The wives, too, often "are very traditional women who feel they must be very dependent on men. These ladies don't fight back." And like their husbands, "they have difficulties getting close to people."

As long as the wife puts up with it, he says, the couple may go through a constantly repeating "cycle of violence":

The tension builds until the male explodes. He then plunges into a period of "shame and guilt," which leads to a period of "hearts and flowers." That's when the wife gets, says LaCrosse, "the boxes of candy, the new car. He says, 'I'll do the dishes.' And the sex is great."

These men, says LaCrosse, do love their wives "very, very much. Hitting somebody is not a sign of indifference. It means you're very involved with them."

AMEND's program -- and that of such other groups as EMERGE in Boston and the Abused Persons Program Community Crisis Center in Bethesda -- is patterned loosely on the self-help counseling networks of Alcoholics Anonymous and Gamblers Anonymous. Men who share the same problem talk it out at weekly meetings with each other, usually under the direction of a therapist.

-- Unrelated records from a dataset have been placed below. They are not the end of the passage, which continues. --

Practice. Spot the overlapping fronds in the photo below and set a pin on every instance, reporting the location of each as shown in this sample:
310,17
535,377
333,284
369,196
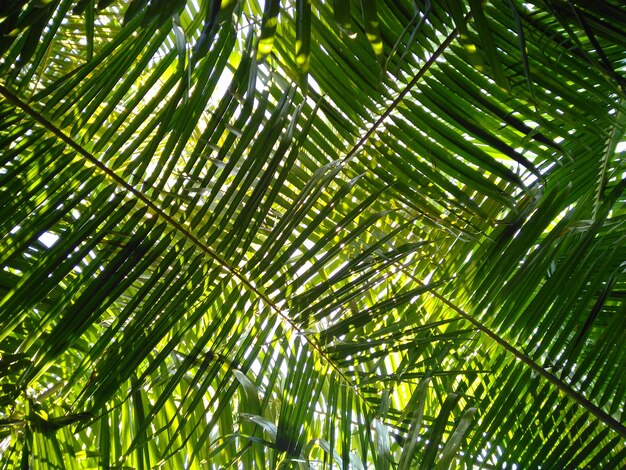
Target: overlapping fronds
241,234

"A guy has to learn something about himself," says Sam Padilla, who believes the most significant thing he gained from AMEND was his "self-confidence, my esteem." Soon after Sam began attending Amend, Sherrie organized many of the wives into Regroup, a self-help group of their own to keep pace with their husband's development.

Another major part of the program, he says, is learning how "to control your anger without hitting your wife." Sam and Sherrie "still get in little arguments," he says, but "if it gets too heated, one of us calls 'Time out.'" They tell each other, "You shut up, and I shut up."

Adds Sam: "She'll go talk to one of her friends. I'll go play pool." AMEND members have tended to become friends who can air their anger among each other. When he and Sherrie's "nerves are cool and we're kind of calm, we'll sit down and talk and find out what happened."

Motivation is a big factor for bringing about any change in a wife-beater, and that's where many of these groups differ. AMEND accepts only men who have made their own commitment to join, though, as LaCrosse says, "No man has come into our group and stayed unless goosed into it by a woman." Other organizations see court-ordered referrals as a stronger motivation because the man must show up regularly for 12 to 18 months.

Funding tends to be scarce for these programs. AMEND operates on a $14,000 grant through the local United Way. But there is some hope. A bill providing $65 million for domestic violence programs that almost made it through Congress last session was reintroduced Wednesday by Reps. George Miller (D-Calif.), Barbara Mikulski (D-Md.) and Lindy Boggs (D-La.) And Rep. Mario Biaggi (D-N.Y.) introduced a similar bill last month.

Still, the budget-cutting mood in Washington and the Senate's new conservatives lead some supporters to conclude that "the door has swung shut for domestic violence legislation." On a national level, the Department of Health and Human Services' Office of Domestic Violence is helping develop three films on male batterers.

As it is, AMEND reaches only a small portion of that city's wife-beaters.

Tim Robertson, AMEND's coordinator, estimates there are 3,000 battering cases in the Denver area, but less than 200 men have gone through their program. Of that figure, they consider 80 percent are now ex-beaters.

"The hardest thing," says Sam, who now serves on AMEND's board of directors, "is to confess to yourself: 'Jeez, I beat my wife. What can I do about it?' I sat in the group about three weeks before I admitted it."

What Sam and Sherrie learned they are passing on to their children. When one of them needs disciplining, instead of a spanking, says Sam, "we take away something like a bicycle for a week. There's no hitting or violence in our family at all."